The Equinoxes Move Over Time

  • Hipparchus of Nicaea observed that a star by the name of Spica had moved 2° east of the fall equinox point on the celestial sphere.
  • Equinox: The transit of a planet's subsolar point through its Equator.
  • Celestial sphere: A imaginary sphere encircling Earth, with stars located at specific points.
    • Defined points and curves are used as references on the surface of this sphere to describe the positions of stars and other celestial objects.
    • The sphere has north and south poles.
    • Celestial Equator: A circle lying above Earth’s equator.
    • Ecliptic: A significant circle on the sphere that traces the apparent path of the sun against a background of stars throughout the year.
    • It intersects at two points: Spring and Fall Equinox
    • Spring Equinox: Two moments of the year when the Sun is directly above the equator and day and night are of equal length; the March Equinox.
    • Fall Equinox: The times of the year when the number of daylight hours and the number of nighttime hours is almost equal; the September Equinox
  • Precession of the equinoxes: The gradual drift of these two points relative to star positions.
    • Precession: A shift in the direction of a rotating body's rotational axis.
  • Hipparchus put this precession down to a “wobble” in the movement of the celestial sphere, which he believed to be real and to rotate around Earth.
  • Wobble: The direction that the Earth's spin axis is rotating due to the gravitational pull of the sun and moon.

\

Facts about Hipparchus

  • Hipparchus was an astronomer, geographer, and mathematician from Greece. He lived during the Hellenistic era.
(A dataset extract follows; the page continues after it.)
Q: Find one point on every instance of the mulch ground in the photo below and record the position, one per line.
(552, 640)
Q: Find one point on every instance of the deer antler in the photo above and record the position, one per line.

He was born in Nicaea and most likely died on Rhodes. 
  • From 147 BC to 127 BC, he worked as an astronomer; the greatest prehistoric astronomical observer is regarded. 
  • He was the first Greek to leave behind quantitative and precise models of the Sun and Moon's motion. 
  • He accomplished this by using observations and perhaps mathematical methods that the Chaldeans from Babylonia had amassed over many years. He had a trigonometric chart with him. 
  • The table appears to have been used by him to solve some spherical trigonometry issues. He may have been the first to create an accurate method to forecast solar eclipses using his solar and lunar theories, trigonometry, and other mathematical techniques. 
  • Other notable accomplishments of his include the discovery of precession and the creation of the Hipparchus Catalog, the first thorough star catalog produced in the western world.
  • The armillary sphere, which first appeared in his century and was used by him to create the star catalog, and the astrolabe are additional inventions that he may have made. The work of Hipparchus is heavily dependent on it in many areas, and it would take three centuries for Claudius Ptolemaeus' synthesis of astronomy to render it obsolete.
  • A satellite called Hipparcos, an asteroid, and craters on the Moon and Mars are all named after Hipparchus.